GoAccess - HTTP Logging

I'm using Goaccess for HTTP logging though my Nginx server which is an open source log analyser that I'm running via the command line and with cronjobs. My web server Nginx outputs web traffic logs into files on my disk.

On a schedule I have cronjobs running a GoAccess processes on sections of these logs to generate html report files for me. (1/3/7/30 day etc). This allows me to view traffic to particular endpoints, static files, request counts, bandwidth etc broken down by time periods. The jobs generate html files on my disk so I can open them in a web browser.

BetterStack - Application Logging

For application based python logs I'm using BetterStack which is a sleek log management platform. This was my first time using it but I'm very familiar with log management already so there was no learning curve with Logtail. I have configured seperate log environments for development, testing and production.

I log custom attributes with my log messages. For example I can filter where User.ID = X to see all logs containing that matching attribute.
Setting this up in the python code was very straightforward and allows me to set custom attributes depending on the context.

In Logtail I then have custom views for saving particular filters and can create alerts based on certain conditions being filled. This gives me great visibility over actions being taken in my application. Their free tier is plenty for my needs at the moment and I've really enjoyed using it.

Cloudflare - Domain Management

I'm routing traffic to my domain through cloudflare which then routes to my actual web server. This seemed like an obvious choice as the free tier included lots of features I wanted and it was straightforward. set-up.

Cloudflare handles bot management and attacks on the domain (there are hundreds per day) and operates a caching layer in front of my site. The cache is not heavily used as I have few static files but this may be useful in future.

This additional layer in front of my web server also allows me to hide any sensitive details on my webserver as all traffic goes to and comes from cloudflare. The only thing an attacker can see is the cloudflare servers. I am also able able to Geo-Block countries in cloudflare which helps cut down on bot traffic.

The Maps

I have embedded two different verions of mapping data. Folium is probably the only one enabled at the moment.

Folium - Map Generation Library

I'm using Folium which is an mapping library for generating map data in various formats. My server does all the rendering of the html map directly into the page so its very light for clients to run.

This is totally free to serve which is ideal for my use case. So far I'm placing markers/clusters (stop and vehicle locations), drawing polylines (for bus routes) and creating layer control for disabling certain overlays but there's much more I can add to in future.

Plotly - Graphing Library

I'm using Plotly which is an graphing and mapping library for visualising data. Information isn't that useful unless you can explore and understand it. Plotly makes it easy for me to generate graphs of any type to represent any of the data sets I have.

I wanted to be able to graph some real data in order to learn more about using these tools so this seemed like the perfect opportunity. TODO: Generate graphing for trends over time, per operator, delays and ghost trips.
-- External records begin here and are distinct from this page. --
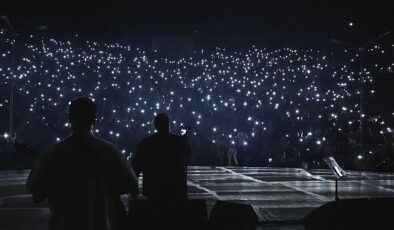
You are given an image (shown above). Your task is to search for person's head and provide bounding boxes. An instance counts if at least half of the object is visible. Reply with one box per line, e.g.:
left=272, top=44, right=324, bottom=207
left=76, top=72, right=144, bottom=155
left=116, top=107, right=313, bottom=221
left=68, top=97, right=97, bottom=132
left=153, top=113, right=170, bottom=132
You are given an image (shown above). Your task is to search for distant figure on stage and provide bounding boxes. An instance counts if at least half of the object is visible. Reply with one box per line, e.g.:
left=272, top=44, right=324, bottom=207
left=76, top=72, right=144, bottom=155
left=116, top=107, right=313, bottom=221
left=26, top=97, right=138, bottom=230
left=227, top=146, right=238, bottom=166
left=132, top=113, right=190, bottom=205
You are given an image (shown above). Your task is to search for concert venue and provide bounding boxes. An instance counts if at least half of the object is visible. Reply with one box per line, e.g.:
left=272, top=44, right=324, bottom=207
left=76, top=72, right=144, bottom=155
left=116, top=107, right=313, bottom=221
left=0, top=0, right=394, bottom=230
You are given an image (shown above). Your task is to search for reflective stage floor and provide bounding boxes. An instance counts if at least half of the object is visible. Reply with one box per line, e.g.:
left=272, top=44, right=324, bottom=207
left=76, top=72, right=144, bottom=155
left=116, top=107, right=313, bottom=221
left=0, top=166, right=394, bottom=230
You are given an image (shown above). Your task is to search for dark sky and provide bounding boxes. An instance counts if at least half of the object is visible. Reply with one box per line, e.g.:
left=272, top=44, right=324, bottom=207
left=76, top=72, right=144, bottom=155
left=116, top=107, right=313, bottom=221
left=0, top=0, right=394, bottom=44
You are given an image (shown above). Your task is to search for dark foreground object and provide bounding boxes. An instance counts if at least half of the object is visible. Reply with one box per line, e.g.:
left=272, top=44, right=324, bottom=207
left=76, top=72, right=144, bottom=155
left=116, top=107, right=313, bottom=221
left=130, top=200, right=258, bottom=230
left=303, top=198, right=394, bottom=230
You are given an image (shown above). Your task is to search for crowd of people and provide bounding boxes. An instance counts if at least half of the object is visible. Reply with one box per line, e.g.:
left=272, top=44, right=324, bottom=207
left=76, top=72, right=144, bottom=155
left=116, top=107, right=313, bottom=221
left=0, top=33, right=394, bottom=169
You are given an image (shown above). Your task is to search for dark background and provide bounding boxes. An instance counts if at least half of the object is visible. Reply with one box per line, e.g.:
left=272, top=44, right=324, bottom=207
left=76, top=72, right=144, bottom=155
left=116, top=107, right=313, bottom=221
left=0, top=0, right=394, bottom=46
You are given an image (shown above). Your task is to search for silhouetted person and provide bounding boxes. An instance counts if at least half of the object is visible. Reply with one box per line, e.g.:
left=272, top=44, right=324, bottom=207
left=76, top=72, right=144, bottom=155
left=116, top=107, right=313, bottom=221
left=26, top=97, right=138, bottom=230
left=132, top=113, right=190, bottom=209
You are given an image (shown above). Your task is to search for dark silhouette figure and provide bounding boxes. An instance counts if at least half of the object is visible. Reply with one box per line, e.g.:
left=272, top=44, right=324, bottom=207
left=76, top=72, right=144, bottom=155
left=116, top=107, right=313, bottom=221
left=26, top=98, right=138, bottom=230
left=132, top=113, right=190, bottom=210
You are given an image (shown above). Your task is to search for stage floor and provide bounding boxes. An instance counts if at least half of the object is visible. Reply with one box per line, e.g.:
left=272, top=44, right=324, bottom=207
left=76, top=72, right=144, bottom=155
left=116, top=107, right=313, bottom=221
left=0, top=166, right=394, bottom=230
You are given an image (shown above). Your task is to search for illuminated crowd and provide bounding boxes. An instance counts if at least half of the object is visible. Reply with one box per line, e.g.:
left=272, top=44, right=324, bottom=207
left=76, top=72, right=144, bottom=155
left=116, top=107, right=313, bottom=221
left=0, top=34, right=394, bottom=168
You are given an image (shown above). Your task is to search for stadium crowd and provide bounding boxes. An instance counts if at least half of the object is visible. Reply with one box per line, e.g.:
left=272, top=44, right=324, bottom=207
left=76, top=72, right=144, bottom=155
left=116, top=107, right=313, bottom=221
left=0, top=32, right=394, bottom=169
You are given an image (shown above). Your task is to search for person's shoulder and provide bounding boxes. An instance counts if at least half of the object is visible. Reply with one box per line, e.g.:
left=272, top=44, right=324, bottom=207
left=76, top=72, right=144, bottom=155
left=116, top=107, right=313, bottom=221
left=169, top=133, right=184, bottom=141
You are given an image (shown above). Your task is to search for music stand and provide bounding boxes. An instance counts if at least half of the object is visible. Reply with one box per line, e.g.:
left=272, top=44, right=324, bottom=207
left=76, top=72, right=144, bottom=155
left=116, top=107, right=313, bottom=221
left=323, top=157, right=346, bottom=201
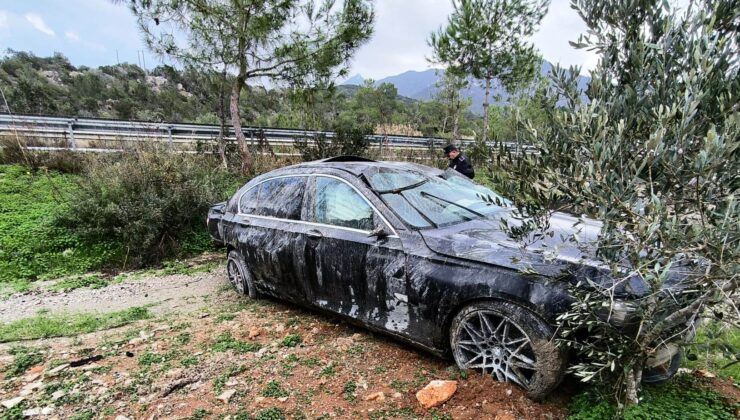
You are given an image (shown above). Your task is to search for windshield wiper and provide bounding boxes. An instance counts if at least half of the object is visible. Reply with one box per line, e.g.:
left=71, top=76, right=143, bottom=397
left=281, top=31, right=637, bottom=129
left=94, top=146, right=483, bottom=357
left=375, top=179, right=429, bottom=194
left=420, top=191, right=486, bottom=217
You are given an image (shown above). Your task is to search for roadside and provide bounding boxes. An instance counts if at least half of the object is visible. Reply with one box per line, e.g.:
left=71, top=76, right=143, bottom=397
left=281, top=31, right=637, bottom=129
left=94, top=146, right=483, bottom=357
left=0, top=255, right=740, bottom=420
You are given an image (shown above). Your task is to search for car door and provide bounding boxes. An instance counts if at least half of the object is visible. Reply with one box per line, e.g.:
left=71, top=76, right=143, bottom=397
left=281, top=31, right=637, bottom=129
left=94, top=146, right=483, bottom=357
left=234, top=176, right=308, bottom=302
left=305, top=175, right=409, bottom=333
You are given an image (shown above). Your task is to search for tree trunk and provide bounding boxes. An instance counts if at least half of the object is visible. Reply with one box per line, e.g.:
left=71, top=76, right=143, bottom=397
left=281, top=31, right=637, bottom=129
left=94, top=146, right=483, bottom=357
left=230, top=77, right=252, bottom=175
left=483, top=77, right=491, bottom=144
left=452, top=97, right=462, bottom=146
left=624, top=363, right=642, bottom=406
left=218, top=71, right=229, bottom=169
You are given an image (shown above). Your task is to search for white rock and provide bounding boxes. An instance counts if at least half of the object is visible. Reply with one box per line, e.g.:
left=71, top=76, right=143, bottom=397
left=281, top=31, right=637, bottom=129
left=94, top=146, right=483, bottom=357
left=46, top=363, right=69, bottom=376
left=0, top=397, right=25, bottom=409
left=23, top=407, right=41, bottom=417
left=216, top=389, right=236, bottom=404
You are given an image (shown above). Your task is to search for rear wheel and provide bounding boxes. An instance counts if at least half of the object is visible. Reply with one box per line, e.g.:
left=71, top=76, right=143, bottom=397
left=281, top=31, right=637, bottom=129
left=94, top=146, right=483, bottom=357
left=226, top=250, right=259, bottom=299
left=450, top=301, right=567, bottom=399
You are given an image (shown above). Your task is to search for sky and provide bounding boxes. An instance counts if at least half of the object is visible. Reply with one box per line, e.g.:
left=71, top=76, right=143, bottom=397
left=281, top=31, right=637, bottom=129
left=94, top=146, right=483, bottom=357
left=0, top=0, right=596, bottom=79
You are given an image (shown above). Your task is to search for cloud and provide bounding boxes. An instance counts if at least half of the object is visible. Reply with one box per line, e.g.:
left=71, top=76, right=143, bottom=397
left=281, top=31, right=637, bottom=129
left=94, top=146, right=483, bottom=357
left=64, top=31, right=80, bottom=42
left=23, top=13, right=54, bottom=36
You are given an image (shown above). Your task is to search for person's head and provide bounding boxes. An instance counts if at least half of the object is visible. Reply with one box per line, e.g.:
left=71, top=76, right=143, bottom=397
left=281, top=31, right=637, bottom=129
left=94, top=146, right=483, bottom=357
left=442, top=144, right=460, bottom=160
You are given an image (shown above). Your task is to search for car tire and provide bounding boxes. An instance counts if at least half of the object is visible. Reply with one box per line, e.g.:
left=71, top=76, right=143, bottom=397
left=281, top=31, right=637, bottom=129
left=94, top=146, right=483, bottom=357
left=450, top=301, right=567, bottom=400
left=226, top=249, right=259, bottom=299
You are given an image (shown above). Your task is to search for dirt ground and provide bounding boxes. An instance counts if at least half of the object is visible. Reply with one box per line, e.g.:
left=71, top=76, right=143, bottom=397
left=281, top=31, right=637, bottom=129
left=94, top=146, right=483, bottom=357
left=0, top=258, right=566, bottom=420
left=0, top=257, right=738, bottom=420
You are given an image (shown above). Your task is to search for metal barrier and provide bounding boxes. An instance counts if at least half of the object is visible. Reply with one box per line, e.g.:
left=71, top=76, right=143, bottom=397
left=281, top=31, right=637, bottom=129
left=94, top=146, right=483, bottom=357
left=0, top=114, right=530, bottom=153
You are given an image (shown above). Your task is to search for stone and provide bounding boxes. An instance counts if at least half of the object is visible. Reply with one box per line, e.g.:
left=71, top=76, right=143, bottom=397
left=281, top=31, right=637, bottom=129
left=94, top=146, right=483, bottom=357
left=494, top=411, right=516, bottom=420
left=216, top=389, right=236, bottom=404
left=0, top=397, right=25, bottom=409
left=248, top=327, right=262, bottom=340
left=23, top=407, right=41, bottom=417
left=46, top=363, right=69, bottom=376
left=416, top=380, right=457, bottom=408
left=365, top=391, right=385, bottom=401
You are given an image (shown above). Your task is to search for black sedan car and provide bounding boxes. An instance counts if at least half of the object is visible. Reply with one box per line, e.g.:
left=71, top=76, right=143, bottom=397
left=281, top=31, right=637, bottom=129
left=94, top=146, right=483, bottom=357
left=207, top=157, right=680, bottom=398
Geoapify - Geolocating / Address Autocompletion

I'm using the Geoapify API for performing auto-complete of addresses and geolocation on the nearby stops page

When you start typing an address, that string is queried and you are returned a list of matching locations. You can select and submit that location which will be used to get the Latitude and Longitude of the address. I have all of the locations of the stops saved in the database so I'm then able to return a map of the closest ones within a radius using the Haservine formula to compare the distances.

All stops with a location inside the radius are compiled into a folium map and returned as the final result. The Google equivilant service is paid with no free tier, while Geoapify has a very generous free tier of 3K requests a day which made it ideal for my usecase.